Create Security Filter Window

This window appears when you click Create on the Security tab of the Modify INS Filters window. Use it to create a security filter.

Begin by selecting the type of security filter you want to create from the Filter Type list.

Note: After you create a filter, the name of the list changes to Filter Type/Field Set, and it shows the field set for the filter you created. If you create two field sets (the maximum number allowed for security filters), the list name changes again to Field Set. You can continue to create filters within the the two field sets.

Your options in the remainder of the window depend on the filter type you choose: MAC, IP, TCP, or UDP.

When you finish with the window, click OK.

MAC Filters

Follow these steps:

  1. From the Source MAC Address list, select any if you want the filter to match any source MAC address. Otherwise, select specify, and enter the source address that you want the filter to match in the field below.
  2. From the Destination MAC Address list, select any if you want the filter to match any destination MAC address. Otherwise, select specify, and enter the destination address that you want the filter to match in the field below.
  3. From the Ethertype list, select the protocol that you want the filter to match, or select none. If you want a protocol that is not in the list, select other, and identify the protocol numerically in the Other field.

IP Filters

Follow these steps:

  1. From the Source Wildcard list, select the wildcard to be used with the IP address that you enter in the Source IP Address field.
    Notes:
  2. In the Source IP Address field, enter the source IP address that you want to use with the source wildcard.
  3. From the Destination Wildcard list, select the wildcard to be used with the IP address that you enter in the Destination IP Address field. The process described in the notes for Step 1 is also used to generate a set of destination IP addresses.
  4. In the Destination IP Address field, enter the destination IP address that you want to use with the destination wildcard.

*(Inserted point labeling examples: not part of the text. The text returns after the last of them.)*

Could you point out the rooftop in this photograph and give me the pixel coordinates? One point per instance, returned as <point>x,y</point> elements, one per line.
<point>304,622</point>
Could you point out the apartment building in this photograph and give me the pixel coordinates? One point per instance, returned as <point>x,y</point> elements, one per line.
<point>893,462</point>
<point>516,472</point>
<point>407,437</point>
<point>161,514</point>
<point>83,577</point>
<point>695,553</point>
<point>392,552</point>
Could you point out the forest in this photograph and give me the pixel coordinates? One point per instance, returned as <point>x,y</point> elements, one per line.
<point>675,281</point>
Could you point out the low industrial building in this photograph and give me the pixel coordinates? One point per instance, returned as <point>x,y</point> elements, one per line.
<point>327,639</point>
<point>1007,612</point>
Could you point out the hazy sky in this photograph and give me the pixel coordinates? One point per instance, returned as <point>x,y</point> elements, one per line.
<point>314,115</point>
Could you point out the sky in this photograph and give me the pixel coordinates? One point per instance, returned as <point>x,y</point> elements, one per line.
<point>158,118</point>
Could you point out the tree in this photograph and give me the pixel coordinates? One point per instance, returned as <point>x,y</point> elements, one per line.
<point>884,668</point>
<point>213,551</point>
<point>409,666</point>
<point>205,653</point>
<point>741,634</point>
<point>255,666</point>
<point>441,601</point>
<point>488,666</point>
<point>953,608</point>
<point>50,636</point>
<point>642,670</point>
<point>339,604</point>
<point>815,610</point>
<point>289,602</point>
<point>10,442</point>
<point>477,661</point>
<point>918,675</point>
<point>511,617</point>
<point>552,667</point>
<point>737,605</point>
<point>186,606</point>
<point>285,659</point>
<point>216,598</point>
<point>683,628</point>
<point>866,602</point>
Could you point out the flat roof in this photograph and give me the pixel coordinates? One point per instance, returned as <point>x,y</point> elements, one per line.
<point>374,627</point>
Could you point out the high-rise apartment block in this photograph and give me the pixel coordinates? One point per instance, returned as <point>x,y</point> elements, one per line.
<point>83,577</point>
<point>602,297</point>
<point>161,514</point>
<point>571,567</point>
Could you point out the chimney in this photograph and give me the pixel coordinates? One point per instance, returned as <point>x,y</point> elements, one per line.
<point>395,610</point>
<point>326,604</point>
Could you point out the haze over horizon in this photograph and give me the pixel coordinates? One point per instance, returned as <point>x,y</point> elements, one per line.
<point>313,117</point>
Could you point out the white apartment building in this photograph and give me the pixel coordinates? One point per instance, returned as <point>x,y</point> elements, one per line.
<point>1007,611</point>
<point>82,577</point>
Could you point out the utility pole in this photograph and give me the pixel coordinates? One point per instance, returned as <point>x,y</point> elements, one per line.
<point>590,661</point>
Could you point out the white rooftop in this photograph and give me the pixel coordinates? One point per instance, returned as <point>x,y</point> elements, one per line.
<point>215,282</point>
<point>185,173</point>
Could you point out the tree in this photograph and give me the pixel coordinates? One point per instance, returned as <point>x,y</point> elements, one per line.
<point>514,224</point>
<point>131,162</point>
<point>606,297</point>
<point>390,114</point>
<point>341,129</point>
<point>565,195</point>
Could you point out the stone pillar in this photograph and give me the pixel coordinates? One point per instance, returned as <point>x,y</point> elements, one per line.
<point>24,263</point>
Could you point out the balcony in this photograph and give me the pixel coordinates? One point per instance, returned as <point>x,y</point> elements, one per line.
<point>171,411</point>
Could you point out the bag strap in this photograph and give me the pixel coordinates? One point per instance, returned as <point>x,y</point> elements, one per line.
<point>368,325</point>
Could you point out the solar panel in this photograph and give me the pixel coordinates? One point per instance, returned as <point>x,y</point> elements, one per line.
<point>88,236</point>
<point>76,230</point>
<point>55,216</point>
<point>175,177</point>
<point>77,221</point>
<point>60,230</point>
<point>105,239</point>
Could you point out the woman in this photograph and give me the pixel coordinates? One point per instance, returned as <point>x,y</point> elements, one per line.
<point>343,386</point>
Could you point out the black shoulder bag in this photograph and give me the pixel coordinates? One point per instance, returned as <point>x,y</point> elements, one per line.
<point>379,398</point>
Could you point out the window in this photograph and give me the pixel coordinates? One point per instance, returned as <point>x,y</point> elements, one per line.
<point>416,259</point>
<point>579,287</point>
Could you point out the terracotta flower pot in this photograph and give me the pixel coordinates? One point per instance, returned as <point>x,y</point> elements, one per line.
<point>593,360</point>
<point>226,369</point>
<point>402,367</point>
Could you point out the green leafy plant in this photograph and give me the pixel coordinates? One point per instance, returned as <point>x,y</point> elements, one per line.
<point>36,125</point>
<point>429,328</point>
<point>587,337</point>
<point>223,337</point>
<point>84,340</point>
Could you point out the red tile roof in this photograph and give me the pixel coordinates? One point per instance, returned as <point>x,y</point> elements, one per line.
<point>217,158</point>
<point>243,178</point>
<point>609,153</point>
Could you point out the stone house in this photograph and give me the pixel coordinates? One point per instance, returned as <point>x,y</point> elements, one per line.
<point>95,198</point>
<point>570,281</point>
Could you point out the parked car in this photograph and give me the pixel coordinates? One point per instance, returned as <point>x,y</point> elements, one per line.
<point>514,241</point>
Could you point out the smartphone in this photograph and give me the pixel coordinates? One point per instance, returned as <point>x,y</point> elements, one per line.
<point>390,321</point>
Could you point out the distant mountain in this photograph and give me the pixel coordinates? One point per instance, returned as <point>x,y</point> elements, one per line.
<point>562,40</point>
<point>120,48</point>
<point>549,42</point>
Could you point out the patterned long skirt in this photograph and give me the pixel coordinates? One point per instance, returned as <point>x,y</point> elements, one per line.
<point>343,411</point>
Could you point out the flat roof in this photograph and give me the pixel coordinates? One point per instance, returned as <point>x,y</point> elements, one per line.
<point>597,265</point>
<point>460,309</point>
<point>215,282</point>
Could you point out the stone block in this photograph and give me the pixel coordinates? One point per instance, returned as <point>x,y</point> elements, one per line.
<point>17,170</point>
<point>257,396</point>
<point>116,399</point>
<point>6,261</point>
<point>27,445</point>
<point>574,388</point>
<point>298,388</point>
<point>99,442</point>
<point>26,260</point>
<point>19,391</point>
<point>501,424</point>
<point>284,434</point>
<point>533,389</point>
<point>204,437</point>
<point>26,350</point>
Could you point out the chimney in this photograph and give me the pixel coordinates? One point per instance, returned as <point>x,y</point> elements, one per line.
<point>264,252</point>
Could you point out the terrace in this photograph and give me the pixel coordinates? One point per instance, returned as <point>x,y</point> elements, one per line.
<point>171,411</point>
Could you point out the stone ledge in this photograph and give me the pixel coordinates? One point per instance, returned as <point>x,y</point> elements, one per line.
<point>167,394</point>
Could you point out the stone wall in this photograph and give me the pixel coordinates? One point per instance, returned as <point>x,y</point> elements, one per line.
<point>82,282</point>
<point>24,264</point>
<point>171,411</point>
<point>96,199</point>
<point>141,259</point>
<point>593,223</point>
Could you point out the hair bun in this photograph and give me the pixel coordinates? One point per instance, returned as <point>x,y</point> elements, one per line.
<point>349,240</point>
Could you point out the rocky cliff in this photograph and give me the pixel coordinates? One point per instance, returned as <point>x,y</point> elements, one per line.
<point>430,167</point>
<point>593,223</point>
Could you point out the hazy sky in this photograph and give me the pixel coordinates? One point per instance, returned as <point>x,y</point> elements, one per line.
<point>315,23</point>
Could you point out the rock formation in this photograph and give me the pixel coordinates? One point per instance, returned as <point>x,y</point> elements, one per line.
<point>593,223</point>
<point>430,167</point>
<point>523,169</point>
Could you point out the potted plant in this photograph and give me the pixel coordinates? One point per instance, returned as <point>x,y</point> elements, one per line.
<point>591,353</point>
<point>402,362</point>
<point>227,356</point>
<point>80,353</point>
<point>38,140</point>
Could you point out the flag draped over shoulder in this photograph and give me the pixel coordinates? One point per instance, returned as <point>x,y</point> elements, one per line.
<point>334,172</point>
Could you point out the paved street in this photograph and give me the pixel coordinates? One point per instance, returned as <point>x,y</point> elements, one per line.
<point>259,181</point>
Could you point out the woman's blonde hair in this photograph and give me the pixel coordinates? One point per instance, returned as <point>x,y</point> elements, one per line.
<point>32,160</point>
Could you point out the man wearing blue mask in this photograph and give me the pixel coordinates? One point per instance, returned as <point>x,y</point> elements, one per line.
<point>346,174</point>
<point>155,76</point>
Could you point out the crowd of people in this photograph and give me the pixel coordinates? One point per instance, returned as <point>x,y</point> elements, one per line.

The filter matches the packet header only if it matches both the source and destination IP address fields.

TCP Filters

Follow these steps:

  1. From the Source Wildcard list, select the wildcard to be used with the IP address that you enter in the Source IP Address field.
    Notes:
  2. In the Source IP Address field, enter the source IP address that you want to use with the source wildcard.
  3. From the Destination Wildcard list, select the wildcard to be used with the IP address that you enter in the Destination IP Address field. The process described in the notes for Step 1 is also used to generate a set of destination IP addresses.
  4. In the Destination IP Address field, enter the destination IP address that you want to use with the destination wildcard.
  5. From the Source Port list, select a port to identify an application protocol, or select none. If you want a protocol that is not in the list, select other, and identify the protocol in the Other field below the list.
    Example: You administer an intranet server and you want to prevent outside users from accessing it. You could select a source port of http.
  6. From the Destination Port list, select a port to identify an application protocol, or select none. If you want a protocol that is not in the list, select other, and identify the protocol in the Other field below the list.
    Example: You administer a network and you want to prevent anyone from accessing the Web. You could select a destination port of http.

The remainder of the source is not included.